Quando qualcuno parla in una maniera che appare insensata si una dire: “Sembra una disputa zen (zen mondo)”. Ed è vero che i dibattimenti zen hanno questa caratteristica. Per citare un esempio, un monaco che stava facendo pratica chiese a Yunmen (Unmon in giapponese; monaco del periodo Tang che fondò l’omonima scuola zen): “Che cos’è Buddha?”.

Yunmen rispose: “Un pezzo di carta igienica usata”.

“Buddha” è ciò a cui i monaci praticanti rivolgono costantemente le loro preghiere ed è la meta cui aspirano incessantemente. Di conseguenza, la domanda “Che cos’è Buddha?” ricorre spesso nelle dispute. A questa domanda i maestri, sin dall’antichità, hanno dato numerose risposte per guidare i monaci studenti. Tuttavia, la risposta di Yunmen è estremistica.

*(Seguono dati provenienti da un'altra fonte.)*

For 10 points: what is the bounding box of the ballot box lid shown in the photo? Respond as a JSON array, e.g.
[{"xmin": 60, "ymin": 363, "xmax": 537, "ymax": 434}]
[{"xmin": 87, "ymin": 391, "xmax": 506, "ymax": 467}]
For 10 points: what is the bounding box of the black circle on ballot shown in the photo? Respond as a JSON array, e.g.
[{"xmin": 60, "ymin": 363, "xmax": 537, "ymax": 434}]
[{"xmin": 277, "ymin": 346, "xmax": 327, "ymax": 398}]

Kanshi ketsu significa “stecco per pulirsi” ed è una cosa molto sporca. In questo senso, di fronte a una risposta del genere ci si potrebbe arrabbiare e pensare “Cosa crede che sia il Buddha?”; ma questo sarebbe un atteggiamento superficiale. Il vero significato di queste dispute è molto profondo, anche se le parole in sé possono sembrare prive di senso.

Nel IX secolo, durante l’epoca Tang, visse uno straordinario maestro zen di nome Zhaozhou (Joshu in giapponese). Un giorno un monaco che si chiamava Yanyang (Gon’yo in giapponese) gli chiese: “Sono venuto senza niente. Cosa devo fare in questo caso?”.

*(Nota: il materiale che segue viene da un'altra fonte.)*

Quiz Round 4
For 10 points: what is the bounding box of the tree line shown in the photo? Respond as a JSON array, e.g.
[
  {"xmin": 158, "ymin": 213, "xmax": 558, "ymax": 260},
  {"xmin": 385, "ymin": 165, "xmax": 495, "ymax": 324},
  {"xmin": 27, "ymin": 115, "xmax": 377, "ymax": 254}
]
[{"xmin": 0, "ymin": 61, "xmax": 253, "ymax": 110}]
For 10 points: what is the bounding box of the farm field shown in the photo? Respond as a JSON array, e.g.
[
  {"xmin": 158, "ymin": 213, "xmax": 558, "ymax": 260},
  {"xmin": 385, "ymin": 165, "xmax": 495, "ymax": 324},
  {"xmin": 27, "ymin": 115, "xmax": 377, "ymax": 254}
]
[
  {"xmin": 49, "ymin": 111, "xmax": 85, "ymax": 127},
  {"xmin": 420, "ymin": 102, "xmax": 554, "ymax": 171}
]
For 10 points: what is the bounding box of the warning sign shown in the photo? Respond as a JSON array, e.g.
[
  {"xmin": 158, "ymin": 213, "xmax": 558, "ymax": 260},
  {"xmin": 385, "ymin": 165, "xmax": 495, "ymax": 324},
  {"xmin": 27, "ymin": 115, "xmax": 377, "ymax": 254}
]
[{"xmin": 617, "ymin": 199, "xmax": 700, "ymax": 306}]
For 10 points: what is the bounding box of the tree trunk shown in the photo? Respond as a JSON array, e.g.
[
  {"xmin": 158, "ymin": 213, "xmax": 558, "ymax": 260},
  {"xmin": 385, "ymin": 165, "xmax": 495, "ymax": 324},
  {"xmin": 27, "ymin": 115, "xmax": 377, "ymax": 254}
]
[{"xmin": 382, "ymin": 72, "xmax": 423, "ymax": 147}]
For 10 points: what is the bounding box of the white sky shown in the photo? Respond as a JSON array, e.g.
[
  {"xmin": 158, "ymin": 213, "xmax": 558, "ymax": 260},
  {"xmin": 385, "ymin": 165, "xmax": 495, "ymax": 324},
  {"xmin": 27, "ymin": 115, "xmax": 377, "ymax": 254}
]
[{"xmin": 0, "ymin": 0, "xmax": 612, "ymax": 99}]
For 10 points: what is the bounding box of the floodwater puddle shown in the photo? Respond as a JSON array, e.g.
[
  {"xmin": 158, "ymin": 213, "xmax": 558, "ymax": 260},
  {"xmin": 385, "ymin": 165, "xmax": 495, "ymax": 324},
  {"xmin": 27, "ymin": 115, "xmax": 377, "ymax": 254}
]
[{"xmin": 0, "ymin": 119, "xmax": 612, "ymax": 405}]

Zhaozhou rispose: “Buttalo via”. Considerata superficialmente, questa non si può definire una risposta. Allora Yanyang ribadì nuovamente: “Se sono venuto senza niente, cosa vuoi che butti via?”.

Prontamente, Zhaozhou rispose: “Allora sbrigatia portartelo via”. Questa risposta era ancora più strana della precedente. Le dispute zen sono singolari e un novelliere ne ha tratto un racconto divertente:

Un giorno un monaco in pellegrinaggio giunse davanti a un tempio di montagna e gridò: “Salve! Posso vedere l'abate? Voglio discutere con lui”. Un novizio uscì dal tempio e gridò ancora più forte: “Prima facciamo una disputa io e te e se riuscirai ad avere la meglio, chiamerò l’abate”.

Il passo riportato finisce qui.